As a result, analysts started to change their views about the next actions by the Federal Reserve. For example, analysts at Goldman Sachs believe that the bank will hike rates until June. Before these numbers, they were expecting the tightening to end in the first quarter.
If inflation remains red-hot, some analysts believe that the Fed could hike rates to about 6% this year. Therefore, the upcoming FOMC minutes will likely provide more color about what to expect this year.
On the other hand, the Reserve Bank of India (RBI) will likely maintain a cautious view this year as inflation remains relatively mild. India is expected to continue benefiting from cheap crude oil and natural gas imports from Russia.
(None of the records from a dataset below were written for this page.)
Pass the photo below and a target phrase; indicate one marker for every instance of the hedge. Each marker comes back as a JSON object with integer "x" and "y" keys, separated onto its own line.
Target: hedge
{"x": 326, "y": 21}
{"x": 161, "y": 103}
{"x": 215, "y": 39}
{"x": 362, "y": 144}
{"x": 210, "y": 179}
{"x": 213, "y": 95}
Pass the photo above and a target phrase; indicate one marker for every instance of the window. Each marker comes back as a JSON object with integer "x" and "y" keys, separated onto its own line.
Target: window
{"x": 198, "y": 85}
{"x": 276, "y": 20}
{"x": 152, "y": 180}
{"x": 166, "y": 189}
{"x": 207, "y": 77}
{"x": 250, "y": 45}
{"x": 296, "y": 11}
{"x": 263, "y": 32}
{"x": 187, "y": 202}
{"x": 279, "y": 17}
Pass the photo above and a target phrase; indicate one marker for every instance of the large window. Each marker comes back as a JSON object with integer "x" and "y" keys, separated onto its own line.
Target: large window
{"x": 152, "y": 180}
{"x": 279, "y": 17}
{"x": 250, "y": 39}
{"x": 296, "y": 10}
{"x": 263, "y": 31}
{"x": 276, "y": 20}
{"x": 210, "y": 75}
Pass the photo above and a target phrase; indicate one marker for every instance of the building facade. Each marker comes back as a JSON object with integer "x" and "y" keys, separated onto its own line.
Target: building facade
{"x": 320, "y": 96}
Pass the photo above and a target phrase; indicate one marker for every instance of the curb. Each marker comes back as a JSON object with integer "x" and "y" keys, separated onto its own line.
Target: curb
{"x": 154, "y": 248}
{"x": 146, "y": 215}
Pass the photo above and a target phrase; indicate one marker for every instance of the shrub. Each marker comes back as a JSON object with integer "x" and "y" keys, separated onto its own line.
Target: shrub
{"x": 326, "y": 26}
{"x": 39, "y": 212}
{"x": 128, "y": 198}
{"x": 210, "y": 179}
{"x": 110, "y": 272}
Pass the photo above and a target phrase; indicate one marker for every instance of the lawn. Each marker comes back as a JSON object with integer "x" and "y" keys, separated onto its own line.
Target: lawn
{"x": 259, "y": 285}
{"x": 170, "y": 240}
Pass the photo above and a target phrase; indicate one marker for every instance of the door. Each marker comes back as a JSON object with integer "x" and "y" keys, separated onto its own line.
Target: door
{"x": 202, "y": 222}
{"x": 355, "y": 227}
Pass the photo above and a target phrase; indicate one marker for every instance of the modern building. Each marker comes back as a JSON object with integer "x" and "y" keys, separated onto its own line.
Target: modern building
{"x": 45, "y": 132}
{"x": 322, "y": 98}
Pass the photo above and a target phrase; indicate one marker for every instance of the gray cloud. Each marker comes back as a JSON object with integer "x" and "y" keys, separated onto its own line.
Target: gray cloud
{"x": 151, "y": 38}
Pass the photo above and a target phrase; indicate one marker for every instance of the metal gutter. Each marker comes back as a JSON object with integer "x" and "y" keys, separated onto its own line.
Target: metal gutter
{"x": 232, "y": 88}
In 2022, it bought millions of barrels from Russia and sold them internationally.
There will be no major economic data from India this week. The only catalyst will be minutes by the RBI that are scheduled for Wednesday. Like the FOMC minutes, these ones too will provide more information about the US.
USD/INR forecast
The daily chart shows that the USD to INR pair has moved sideways close to its all-time high of 82.96. It has moved above the 50-day moving average. Also, it has formed what looks like an ascending triangle pattern while the Relative Strength Index (RSI) has moved slightly below the overbought level.
Therefore, because of the ascending triangle pattern, we can’t rule out a situation where the pair makes a bullish breakout. If this happens, the next key resistance level to watch will be at 83.50.